En la misma sesión de la OEA, el secretario general Luis Almagro planteó un adelanto de las elecciones presidenciales para dentro de nueve meses, y el canciller Moncada no lo desmintió. Es lo mismo que ha puesto en su agenda la Conferencia Episcopal, que actúa como mediadora y testigo del Diálogo Nacional, y ahora los obispos le han demandado a Ortega que lo confirme por escrito. Aparentemente, los representantes diplomáticos de Estados Unidos que lo han visitado en Managua, le han planteado lo mismo.

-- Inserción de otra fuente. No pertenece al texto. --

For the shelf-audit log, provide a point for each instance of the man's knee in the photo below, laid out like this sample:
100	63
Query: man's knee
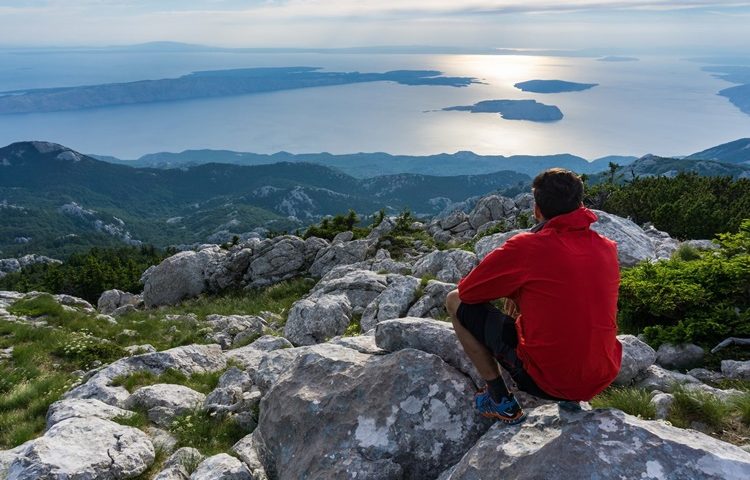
452	302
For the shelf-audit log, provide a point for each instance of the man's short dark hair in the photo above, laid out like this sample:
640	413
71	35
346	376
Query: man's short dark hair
557	191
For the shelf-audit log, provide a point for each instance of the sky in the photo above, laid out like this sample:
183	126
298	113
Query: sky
697	26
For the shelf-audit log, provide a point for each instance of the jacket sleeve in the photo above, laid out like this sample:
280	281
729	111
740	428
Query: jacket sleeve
499	275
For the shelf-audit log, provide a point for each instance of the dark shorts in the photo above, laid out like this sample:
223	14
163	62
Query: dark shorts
497	331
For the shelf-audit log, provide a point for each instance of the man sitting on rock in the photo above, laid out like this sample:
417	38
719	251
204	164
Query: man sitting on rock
564	279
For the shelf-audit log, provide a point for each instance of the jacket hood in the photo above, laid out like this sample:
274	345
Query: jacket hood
576	220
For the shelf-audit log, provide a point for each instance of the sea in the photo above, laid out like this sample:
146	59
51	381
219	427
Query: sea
661	105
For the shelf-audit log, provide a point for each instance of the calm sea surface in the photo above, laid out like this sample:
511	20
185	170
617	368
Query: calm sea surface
657	105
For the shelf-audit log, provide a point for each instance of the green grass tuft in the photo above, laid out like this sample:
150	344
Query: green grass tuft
634	401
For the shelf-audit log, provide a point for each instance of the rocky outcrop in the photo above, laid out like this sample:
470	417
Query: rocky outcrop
637	356
112	300
163	402
186	360
679	357
84	448
558	445
432	302
393	302
179	277
446	266
402	415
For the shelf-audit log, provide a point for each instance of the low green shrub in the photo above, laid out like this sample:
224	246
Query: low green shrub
634	401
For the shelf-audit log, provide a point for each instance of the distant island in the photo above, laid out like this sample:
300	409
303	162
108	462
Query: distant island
217	83
615	58
739	96
553	86
514	110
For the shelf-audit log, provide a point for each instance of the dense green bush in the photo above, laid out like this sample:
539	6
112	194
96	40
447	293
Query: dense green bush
328	228
88	274
686	206
702	300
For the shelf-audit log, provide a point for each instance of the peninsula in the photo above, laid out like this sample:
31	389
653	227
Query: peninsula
514	110
553	86
216	83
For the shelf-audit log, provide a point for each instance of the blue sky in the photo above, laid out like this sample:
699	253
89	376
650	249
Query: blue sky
692	25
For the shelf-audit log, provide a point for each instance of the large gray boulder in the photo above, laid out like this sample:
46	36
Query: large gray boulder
111	300
317	319
343	253
736	369
432	302
679	357
180	276
351	415
446	265
164	401
77	408
84	448
187	360
393	302
555	444
221	467
487	244
492	208
281	258
637	356
633	244
427	335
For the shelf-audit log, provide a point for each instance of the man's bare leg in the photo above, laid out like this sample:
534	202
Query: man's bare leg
478	354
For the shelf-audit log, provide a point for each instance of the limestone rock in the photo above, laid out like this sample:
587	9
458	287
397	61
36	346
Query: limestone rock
657	378
679	357
180	276
446	266
84	448
315	320
165	401
662	402
111	300
402	415
432	301
76	408
281	258
393	302
487	244
637	356
221	467
736	369
491	208
341	254
187	360
598	444
427	335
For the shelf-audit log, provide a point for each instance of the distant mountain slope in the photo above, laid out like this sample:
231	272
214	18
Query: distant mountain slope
737	151
54	200
652	165
366	165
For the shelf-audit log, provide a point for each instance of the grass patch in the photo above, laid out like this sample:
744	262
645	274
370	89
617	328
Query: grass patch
211	434
200	382
634	401
691	408
44	358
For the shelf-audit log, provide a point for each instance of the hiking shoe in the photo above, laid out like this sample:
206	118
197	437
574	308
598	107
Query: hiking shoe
507	411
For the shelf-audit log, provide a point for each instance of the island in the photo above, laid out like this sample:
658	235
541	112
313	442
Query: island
553	86
739	96
514	110
615	58
216	83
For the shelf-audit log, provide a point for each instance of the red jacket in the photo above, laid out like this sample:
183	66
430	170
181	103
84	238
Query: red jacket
565	280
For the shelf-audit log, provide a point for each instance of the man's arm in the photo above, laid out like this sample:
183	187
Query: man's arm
499	275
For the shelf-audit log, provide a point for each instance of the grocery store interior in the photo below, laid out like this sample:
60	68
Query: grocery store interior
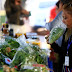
23	36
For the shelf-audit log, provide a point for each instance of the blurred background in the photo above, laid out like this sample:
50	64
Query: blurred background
40	13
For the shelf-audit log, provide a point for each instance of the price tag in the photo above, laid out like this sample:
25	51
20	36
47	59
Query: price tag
66	60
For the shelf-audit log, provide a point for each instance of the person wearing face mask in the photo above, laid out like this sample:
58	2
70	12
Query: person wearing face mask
14	10
58	20
65	51
17	16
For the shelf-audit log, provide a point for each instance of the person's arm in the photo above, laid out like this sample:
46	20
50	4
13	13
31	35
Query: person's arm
56	48
56	22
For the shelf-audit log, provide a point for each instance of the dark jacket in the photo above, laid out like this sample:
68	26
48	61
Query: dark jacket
62	51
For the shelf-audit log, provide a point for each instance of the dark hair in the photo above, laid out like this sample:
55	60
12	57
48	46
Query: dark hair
57	4
68	8
66	1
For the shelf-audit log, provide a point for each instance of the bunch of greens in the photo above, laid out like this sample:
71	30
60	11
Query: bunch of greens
12	42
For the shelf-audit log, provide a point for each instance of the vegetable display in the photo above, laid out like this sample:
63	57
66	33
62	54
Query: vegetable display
55	34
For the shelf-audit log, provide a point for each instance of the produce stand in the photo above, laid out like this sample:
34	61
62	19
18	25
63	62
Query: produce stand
23	55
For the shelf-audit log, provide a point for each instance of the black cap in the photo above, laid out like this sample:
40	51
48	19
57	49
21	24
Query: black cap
66	1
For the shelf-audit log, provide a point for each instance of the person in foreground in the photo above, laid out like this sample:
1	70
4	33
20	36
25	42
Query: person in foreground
65	51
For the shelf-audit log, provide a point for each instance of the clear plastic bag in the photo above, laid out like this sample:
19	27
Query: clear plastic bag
55	33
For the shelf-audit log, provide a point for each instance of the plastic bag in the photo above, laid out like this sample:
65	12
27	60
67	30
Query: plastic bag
55	33
27	56
12	42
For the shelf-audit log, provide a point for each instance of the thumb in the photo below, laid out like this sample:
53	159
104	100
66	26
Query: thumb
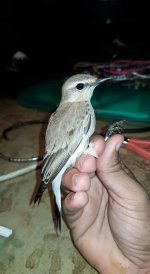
110	171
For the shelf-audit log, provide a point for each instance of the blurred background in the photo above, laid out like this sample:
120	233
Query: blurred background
42	40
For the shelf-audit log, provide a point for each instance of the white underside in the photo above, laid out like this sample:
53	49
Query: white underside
83	148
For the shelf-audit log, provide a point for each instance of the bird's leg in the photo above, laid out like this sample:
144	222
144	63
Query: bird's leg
117	128
90	151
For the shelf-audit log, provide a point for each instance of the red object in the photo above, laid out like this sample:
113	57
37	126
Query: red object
140	147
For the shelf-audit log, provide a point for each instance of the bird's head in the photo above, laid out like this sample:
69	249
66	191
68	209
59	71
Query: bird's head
79	87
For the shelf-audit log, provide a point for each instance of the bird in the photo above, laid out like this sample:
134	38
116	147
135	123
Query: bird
68	134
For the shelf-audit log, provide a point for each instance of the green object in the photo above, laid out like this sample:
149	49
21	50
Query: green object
114	102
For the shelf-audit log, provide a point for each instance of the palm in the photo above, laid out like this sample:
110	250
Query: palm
106	221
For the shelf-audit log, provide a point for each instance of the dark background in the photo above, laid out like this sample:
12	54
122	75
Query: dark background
55	34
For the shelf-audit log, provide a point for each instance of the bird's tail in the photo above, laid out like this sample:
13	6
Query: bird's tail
39	194
57	218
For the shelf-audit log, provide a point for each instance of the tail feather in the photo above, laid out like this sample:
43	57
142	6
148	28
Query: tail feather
39	194
57	218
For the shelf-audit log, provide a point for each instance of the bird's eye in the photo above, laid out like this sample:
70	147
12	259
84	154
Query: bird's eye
80	86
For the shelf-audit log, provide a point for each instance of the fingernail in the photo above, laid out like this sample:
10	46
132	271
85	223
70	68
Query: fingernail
75	179
118	145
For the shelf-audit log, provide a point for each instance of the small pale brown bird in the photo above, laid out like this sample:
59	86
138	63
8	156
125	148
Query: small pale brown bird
68	133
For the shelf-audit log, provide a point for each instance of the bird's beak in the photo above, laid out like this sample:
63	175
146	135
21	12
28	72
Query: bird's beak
99	81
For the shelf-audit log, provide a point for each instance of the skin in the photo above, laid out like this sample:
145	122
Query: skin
107	212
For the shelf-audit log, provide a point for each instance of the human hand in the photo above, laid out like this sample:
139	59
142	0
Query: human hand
107	212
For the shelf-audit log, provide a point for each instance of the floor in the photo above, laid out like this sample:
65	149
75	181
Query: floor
33	246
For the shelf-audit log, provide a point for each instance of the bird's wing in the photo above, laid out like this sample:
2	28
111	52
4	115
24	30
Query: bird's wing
65	131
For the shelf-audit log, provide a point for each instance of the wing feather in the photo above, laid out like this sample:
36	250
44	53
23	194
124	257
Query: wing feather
66	128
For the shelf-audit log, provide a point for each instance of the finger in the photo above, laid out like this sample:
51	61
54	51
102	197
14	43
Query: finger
88	163
73	205
75	181
110	171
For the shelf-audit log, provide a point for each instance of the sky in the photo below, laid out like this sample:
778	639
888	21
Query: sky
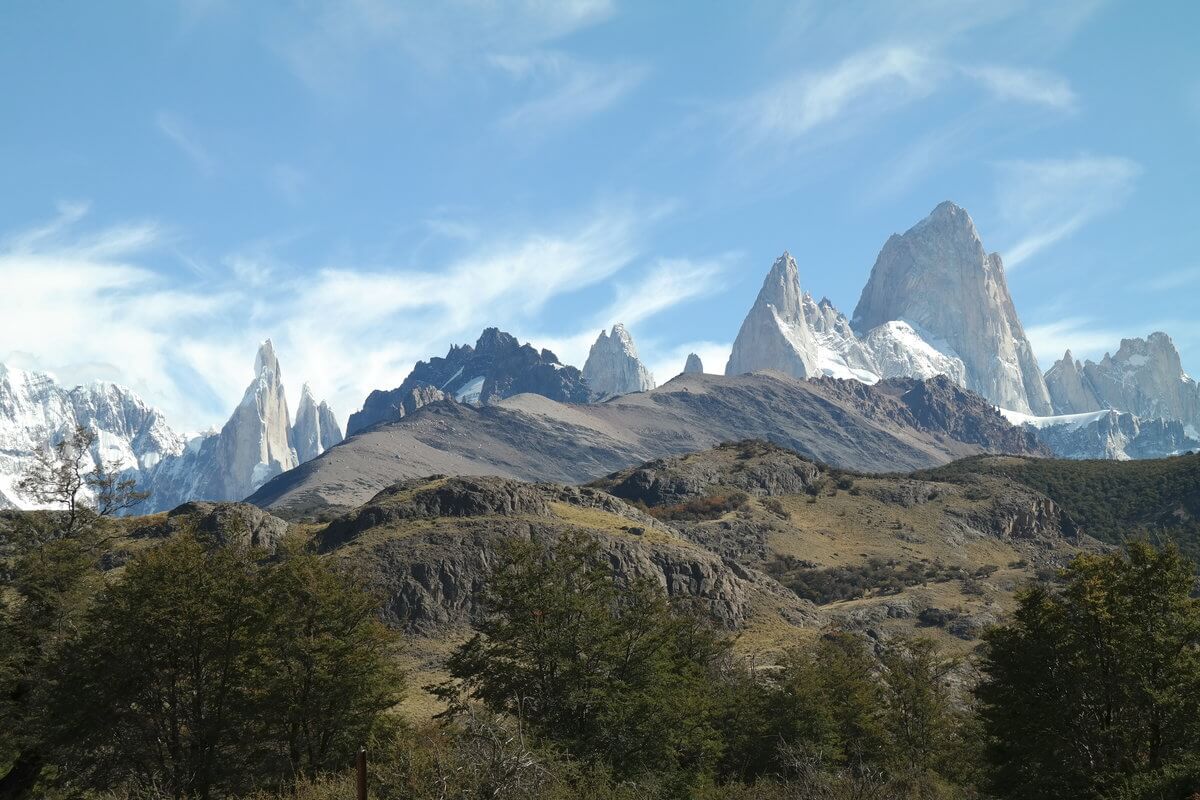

Pero la pregunta es si el muro formado por cadáveres que separa al poder de los ciudadanos, deja algún resquicio para esperar nueve meses antes de lograr un cambio político a través de elecciones, sobre todo si ese muro sigue creciendo día a día de manera tan brutal.
Es un muro amasado con sangre, pero también con lágrimas, coraje, indignación, rechazo. Y no existe, hasta hora, muestras de voluntad política del poder, de detener la represión y hacer que los escuadrones de la muerte desaparezcan de las calles.
El Diálogo Nacional es la única manera de buscar un cambio de gobierno y evitar que se desate en Nicaragua una nueva guerra civil, que sería la peor maldición que podría caer sobre nuestras cabezas. Hasta ahora, la lucha ha sido cívica, aunque sean los desarmados quienes están poniendo los muertos. Y es incuestionable la representatividad de la Alianza Cívica por la Justicia y la Democracia, empeñada también, igual que los obispos mediadores, en encontrar un salida sin más sangre de por medio.
Pero Karina, la madre del bebé Teyler Lorío dice, desgarrada: “que se vaya ya, ya, ya. En estos nueve meses que quedan va a seguir matando, matando y matando”.
Para que el diálogo pueda seguir adelante, y sus frutos puedan ser la democracia, la paz y la justicia, esta violencia insensata tiene que ser parada en seco. ¿Continuarán los asesinatos diarios en presencia de los organismos internacionales de derechos humanos que están por llegar al país, la CIDH, la misión del Alto Comisionado de la ONU, la Unión Europea?
“La vieja historia se acabó, ya no puede volver. Esta, ya es otra historia…”. Que lo entiendan quienes están sordos en las alturas.